The FiveThirtyEight.com average as of Sunday shows Trump at 41.4 percent approval across all polls, while a YouGov poll released on December 30 gives Trump just a 40 percent approval rating. The YouGov poll also shows, in another danger sign for Trump’s reelection chances, that only 23 percent of Americans — fewer than one of every four — say that they “strongly” approve of Trump’s performance in office.
In every presidential election from 1980 to 2012, the candidate with better favorability ratings won the race, according to FiveThirtyEight statistics.
As Enten pointed out, Trump’s approval rating, which has not topped 43 percent in the overall average at any point in 2018, closely predicted the Republican vote share in the November midterm elections, which came in at 45.2 percent, according to NBC News. Democrats captured 53.1 percent of midterm voters.
In the 2016 presidential election, Trump won 46.09 percent of the popular vote, according to final Federal Election Commission numbers, while Democrat Hillary Clinton took 48.18 percent. But Trump managed to win the Electoral College vote thanks to narrow victories in largely rural states.

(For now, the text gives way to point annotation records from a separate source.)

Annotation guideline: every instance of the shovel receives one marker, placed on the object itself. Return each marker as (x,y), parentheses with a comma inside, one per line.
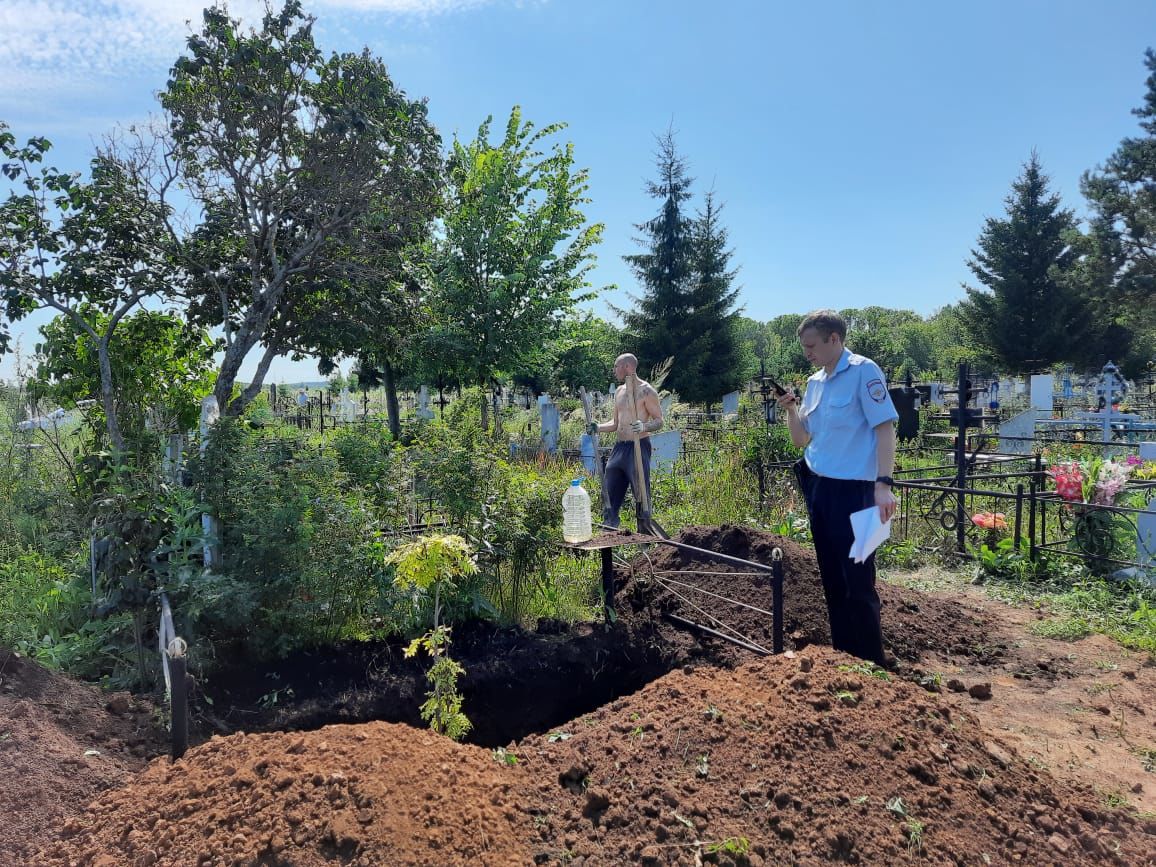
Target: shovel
(645,521)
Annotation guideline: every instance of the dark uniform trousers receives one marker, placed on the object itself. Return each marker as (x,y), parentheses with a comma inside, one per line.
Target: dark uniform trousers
(852,604)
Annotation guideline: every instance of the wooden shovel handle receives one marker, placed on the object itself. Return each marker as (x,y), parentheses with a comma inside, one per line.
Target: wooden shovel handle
(641,489)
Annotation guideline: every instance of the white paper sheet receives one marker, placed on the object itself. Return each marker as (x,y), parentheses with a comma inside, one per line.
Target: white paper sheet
(869,533)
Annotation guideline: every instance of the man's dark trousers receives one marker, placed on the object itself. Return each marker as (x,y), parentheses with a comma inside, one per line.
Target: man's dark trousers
(852,604)
(620,474)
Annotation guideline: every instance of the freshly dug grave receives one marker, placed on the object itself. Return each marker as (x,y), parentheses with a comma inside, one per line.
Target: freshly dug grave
(800,761)
(362,795)
(518,682)
(60,743)
(914,624)
(805,761)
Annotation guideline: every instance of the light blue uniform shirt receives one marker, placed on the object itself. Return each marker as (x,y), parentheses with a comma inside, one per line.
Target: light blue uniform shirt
(840,412)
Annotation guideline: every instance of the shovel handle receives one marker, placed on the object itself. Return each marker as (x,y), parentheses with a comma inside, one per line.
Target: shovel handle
(639,476)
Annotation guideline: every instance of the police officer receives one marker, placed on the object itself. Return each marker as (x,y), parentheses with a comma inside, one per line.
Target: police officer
(846,422)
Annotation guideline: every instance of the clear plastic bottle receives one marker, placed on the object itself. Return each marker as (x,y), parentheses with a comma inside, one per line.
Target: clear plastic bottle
(576,523)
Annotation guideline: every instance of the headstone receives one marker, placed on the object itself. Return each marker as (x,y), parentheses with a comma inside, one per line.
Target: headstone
(906,405)
(665,447)
(210,412)
(1146,523)
(1042,385)
(172,452)
(550,425)
(423,404)
(731,404)
(1017,434)
(587,447)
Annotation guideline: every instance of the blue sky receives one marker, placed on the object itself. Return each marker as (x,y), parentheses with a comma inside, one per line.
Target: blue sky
(857,146)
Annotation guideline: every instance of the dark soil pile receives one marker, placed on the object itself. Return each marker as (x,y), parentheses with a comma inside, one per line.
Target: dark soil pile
(361,795)
(805,761)
(671,580)
(60,743)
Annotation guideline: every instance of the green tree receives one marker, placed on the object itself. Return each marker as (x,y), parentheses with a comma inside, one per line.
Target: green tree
(281,152)
(1027,318)
(1119,272)
(161,369)
(786,358)
(586,353)
(516,250)
(660,323)
(721,364)
(90,250)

But both Clinton and Trump entered the 2016 election with extremely low approval ratings, as Enten also noted in a subsequent Twitter post. “The Dems did nominate electoral poison in 2016,” he wrote. “You can like or not like Clinton/Trump, but fact is their favorable ratings were and are awful.”
Nominating another candidate with low approval ratings would be “electoral poison” in 2020, Enten noted, also saying that the political landscape could change between now and the 2020 election — but the current conditions look bleak for Trump’s winning a second term.
“Don’t really see how this is controversial,” Enten concluded. “Not saying his approval will be there. Or Dems won’t nominate electoral poison. But if we meet certain conditions, Trump is probably screwed.”